The cherished Polish poet and Nobel Prize winner Wisława Szymborska passed away on Wednesday evening at her home in Kraków at the age of 88
Photo: Damian Klamka, East News
The poet's secretary released the news of her passing to the public, saying only that she had passed away in her sleep at home, among loved ones. The President of Poland spoke in tribute of the Nobel laureate, calling her the nation's "guardian spirit" whose poems "were brilliant advice, through which the world became more understandable" and found significance in the details of everyday life.
Wisława Szymborska was known throughout the world through her poetry, referred to as the 'Mozart of poetry' by the Nobel committee who gave her the prize in 1996. Her works were translated into English, French, German, Dutch, Spanish, Czech, Slovak, Swedish, Bulgarian, Albanian, Chinese and more. She was among the most popular poets in Poland, in spite of criticism at home. Abroad she was honoured with a number of distinctions, crowned by the Nobel Prize in 1996.
Never associating herself with any poetical school, she created her own craft of writing and her own language that keeps distance from great historical events, the biological conditioning of human existence, the social role of the poet, and also from philosophical systems, ideologies, truths taken on faith, habits, stereotypes and inhibitions. Hers is a language of compassion for those who have been wronged, yet it is also an expression of delight at the beauty of human life with its keen beauty, illogicality and tragedy. It is a language of well-considered judgments and muffled emotions, a language of lyricism controlled by a cold, fresh intellect, a language subjected to intellectual rigor that does not rule out sensitivity to the everyday attractions of existence. It is a language that generally remains faithful to colloquial speech while subtly widening its lexical resources. It is a language of paradox, apparently simple, but nonetheless refined and full of layered metaphors.
Szymborska even wrote her own Epitaph not very long ago, a very contemporary vision of the attainment of peace in a digital world.
Here lies, old fashioned as parentheses,
the authoress of verse. Eternal rest
was granted her by earth, although the corpse
had failed to join the avant-garde, of course.
The plain grave? There's poetic justice in it,
this ditty-dirge, the owl, the meek cornflower
Passerby, take your PC out, press "POWER,"
think on Szymborska's fate for half a minute"

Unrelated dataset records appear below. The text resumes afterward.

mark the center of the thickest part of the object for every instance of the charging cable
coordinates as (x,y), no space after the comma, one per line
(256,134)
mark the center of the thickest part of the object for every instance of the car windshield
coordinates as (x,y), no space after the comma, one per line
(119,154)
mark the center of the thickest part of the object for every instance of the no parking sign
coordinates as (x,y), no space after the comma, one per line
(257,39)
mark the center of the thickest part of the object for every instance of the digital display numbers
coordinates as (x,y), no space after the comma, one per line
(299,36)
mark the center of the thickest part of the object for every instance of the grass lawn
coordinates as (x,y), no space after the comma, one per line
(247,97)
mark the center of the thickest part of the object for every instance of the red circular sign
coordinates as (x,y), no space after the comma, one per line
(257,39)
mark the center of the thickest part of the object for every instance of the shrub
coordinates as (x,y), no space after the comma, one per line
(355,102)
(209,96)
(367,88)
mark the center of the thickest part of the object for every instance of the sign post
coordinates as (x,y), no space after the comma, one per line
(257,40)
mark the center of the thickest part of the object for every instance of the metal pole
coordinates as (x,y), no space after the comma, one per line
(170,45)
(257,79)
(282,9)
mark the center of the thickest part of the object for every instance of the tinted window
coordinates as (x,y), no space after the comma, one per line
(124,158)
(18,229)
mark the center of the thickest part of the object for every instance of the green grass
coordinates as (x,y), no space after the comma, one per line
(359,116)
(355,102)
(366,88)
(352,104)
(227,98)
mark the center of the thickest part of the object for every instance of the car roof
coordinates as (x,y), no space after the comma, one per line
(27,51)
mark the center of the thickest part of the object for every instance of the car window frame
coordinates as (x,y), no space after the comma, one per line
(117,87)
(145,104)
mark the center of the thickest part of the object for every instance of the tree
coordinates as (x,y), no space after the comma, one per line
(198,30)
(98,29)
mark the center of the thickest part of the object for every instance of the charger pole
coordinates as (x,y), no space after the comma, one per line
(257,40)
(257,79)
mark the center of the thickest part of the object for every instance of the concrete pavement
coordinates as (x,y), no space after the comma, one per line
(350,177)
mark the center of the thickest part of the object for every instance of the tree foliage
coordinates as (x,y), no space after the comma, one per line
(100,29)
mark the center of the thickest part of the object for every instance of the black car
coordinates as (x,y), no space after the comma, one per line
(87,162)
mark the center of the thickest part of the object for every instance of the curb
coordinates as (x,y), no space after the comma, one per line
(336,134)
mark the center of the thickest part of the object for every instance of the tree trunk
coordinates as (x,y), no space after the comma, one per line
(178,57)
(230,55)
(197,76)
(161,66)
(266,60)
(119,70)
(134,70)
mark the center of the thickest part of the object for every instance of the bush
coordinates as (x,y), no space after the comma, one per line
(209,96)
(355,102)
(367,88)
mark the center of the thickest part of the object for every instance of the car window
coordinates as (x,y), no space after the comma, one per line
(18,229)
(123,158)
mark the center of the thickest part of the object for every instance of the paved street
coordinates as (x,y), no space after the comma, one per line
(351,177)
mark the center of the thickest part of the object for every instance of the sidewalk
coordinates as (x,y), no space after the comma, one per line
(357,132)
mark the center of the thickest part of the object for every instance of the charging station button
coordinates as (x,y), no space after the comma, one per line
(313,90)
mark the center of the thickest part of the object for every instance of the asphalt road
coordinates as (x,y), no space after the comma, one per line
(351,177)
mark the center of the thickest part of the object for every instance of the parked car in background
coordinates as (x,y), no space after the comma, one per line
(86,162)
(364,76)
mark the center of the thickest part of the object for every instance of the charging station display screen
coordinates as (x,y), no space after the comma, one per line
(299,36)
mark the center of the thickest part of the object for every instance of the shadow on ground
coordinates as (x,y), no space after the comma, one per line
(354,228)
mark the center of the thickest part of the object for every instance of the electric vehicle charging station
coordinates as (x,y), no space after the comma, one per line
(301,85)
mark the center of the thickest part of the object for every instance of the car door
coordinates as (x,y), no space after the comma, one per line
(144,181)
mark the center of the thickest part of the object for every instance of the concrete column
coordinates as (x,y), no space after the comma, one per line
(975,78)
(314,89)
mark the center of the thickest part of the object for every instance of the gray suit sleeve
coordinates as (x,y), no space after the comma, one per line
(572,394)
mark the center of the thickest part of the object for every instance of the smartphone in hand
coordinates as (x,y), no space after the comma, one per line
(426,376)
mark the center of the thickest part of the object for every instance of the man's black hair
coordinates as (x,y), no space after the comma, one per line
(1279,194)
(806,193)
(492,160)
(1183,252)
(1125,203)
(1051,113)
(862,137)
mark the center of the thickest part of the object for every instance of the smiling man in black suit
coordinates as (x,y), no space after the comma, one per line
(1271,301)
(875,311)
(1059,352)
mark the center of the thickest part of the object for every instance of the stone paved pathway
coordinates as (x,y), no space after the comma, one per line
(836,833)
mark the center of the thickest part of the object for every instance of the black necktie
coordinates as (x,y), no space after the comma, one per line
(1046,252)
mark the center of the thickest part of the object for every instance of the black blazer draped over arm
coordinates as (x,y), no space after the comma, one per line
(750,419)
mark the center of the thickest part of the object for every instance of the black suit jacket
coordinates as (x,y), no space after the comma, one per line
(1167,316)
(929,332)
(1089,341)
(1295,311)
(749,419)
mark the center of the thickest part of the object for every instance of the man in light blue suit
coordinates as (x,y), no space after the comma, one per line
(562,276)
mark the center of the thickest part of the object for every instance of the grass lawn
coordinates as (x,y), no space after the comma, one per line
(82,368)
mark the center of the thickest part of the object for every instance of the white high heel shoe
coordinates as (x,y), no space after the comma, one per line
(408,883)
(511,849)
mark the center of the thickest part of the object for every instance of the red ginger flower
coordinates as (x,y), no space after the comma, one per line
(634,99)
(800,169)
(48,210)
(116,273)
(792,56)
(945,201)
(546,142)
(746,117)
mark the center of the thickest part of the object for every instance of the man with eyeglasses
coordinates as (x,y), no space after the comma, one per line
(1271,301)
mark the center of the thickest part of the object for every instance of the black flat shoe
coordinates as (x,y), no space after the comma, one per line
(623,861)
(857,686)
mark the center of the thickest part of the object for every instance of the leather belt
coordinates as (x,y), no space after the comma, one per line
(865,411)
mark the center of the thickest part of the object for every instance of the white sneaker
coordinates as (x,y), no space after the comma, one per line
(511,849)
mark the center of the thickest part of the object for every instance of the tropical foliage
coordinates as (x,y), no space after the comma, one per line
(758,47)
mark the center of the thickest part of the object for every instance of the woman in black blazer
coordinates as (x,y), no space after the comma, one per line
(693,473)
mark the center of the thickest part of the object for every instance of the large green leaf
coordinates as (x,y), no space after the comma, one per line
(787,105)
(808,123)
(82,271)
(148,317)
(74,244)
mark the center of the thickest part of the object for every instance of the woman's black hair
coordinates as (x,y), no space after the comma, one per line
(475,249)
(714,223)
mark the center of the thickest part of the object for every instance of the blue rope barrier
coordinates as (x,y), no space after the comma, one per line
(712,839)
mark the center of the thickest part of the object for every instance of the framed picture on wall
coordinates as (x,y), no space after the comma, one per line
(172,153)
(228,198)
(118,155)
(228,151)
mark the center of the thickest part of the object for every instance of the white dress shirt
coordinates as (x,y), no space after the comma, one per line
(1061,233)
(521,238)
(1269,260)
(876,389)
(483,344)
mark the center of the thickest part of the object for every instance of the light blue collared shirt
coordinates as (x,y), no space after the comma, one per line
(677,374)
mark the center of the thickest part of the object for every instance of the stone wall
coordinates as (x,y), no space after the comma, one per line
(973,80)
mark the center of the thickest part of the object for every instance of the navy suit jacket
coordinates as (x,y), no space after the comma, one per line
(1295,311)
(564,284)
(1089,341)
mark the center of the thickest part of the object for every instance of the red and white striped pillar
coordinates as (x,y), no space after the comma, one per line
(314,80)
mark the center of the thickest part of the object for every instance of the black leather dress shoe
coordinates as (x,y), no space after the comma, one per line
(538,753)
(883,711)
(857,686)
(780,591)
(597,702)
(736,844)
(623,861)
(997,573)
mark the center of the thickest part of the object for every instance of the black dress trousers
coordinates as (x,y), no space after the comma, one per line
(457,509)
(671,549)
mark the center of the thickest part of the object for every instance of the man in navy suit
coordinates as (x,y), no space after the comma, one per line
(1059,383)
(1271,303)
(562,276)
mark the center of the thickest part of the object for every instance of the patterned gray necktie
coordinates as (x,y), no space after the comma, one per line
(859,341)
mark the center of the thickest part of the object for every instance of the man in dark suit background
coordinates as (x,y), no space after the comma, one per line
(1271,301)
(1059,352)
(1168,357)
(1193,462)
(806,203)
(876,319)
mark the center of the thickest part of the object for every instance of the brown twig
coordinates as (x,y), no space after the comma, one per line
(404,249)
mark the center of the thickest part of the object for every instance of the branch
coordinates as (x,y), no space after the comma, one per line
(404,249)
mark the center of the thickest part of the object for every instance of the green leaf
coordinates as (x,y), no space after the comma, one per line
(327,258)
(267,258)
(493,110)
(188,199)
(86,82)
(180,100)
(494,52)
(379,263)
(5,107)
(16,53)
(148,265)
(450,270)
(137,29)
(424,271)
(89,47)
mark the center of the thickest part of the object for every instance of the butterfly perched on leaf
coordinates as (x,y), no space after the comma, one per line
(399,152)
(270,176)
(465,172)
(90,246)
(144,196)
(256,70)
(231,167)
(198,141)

(translated by Baranczak and Cavanaugh).
Wisława Szymborska was born on the 2nd of July 1923 in what is today Kórnik near Poznań. She lived in Toruń, later Kraków, where she attended elementary school and middle school. During the war she worked for the railroad. Then she began writing her first stories and poems. After the war she studied Polish literature and sociology at the Jagiellonian University in Kraków. She worked as the editor of several literary publications before getting her first poetry collection - "This is why We Live" - published in 1952. Her debut was well received by the critics. And although the reviews from the first half of the 1950s concerned the "correct" poems later rejected by the poet and although the criticisms themselves were usually ideological, attention was paid in them to an important aspect of her work, which was confirmed by her later development: the ability to combine a personal viewpoint with a wider social perspective. After the thaw, Szymborska published the breakthrough volume "Calling Out to Yeti" in 1957. In it she moved away from committed poetry in favour of poetry with a philosophical distance, incessantly wondering at the world, suspicious of doctrines and systems.
In 1991 she received the Goethe Prize, and later the Herder Prize. In 1996 she was awarded the Nobel Prize and in 2011 she received the Order of White Eagle from the Polish government. Her last volume of poetry “Here,” was published in the United States in 2011. In his review for the New York Times, poet Charles Simic wrote, "More than any poet I can think of, Szymborska not only wants to create a poetic state in her readers, but also to tell them things they didn’t know before or never got around to thinking about". Her sensitive approach to the unavoidable aspects of the physical world, combined with a keen sense of wit, sincerity and spirit, brought about some of the most significant works of poetry of the 20th century.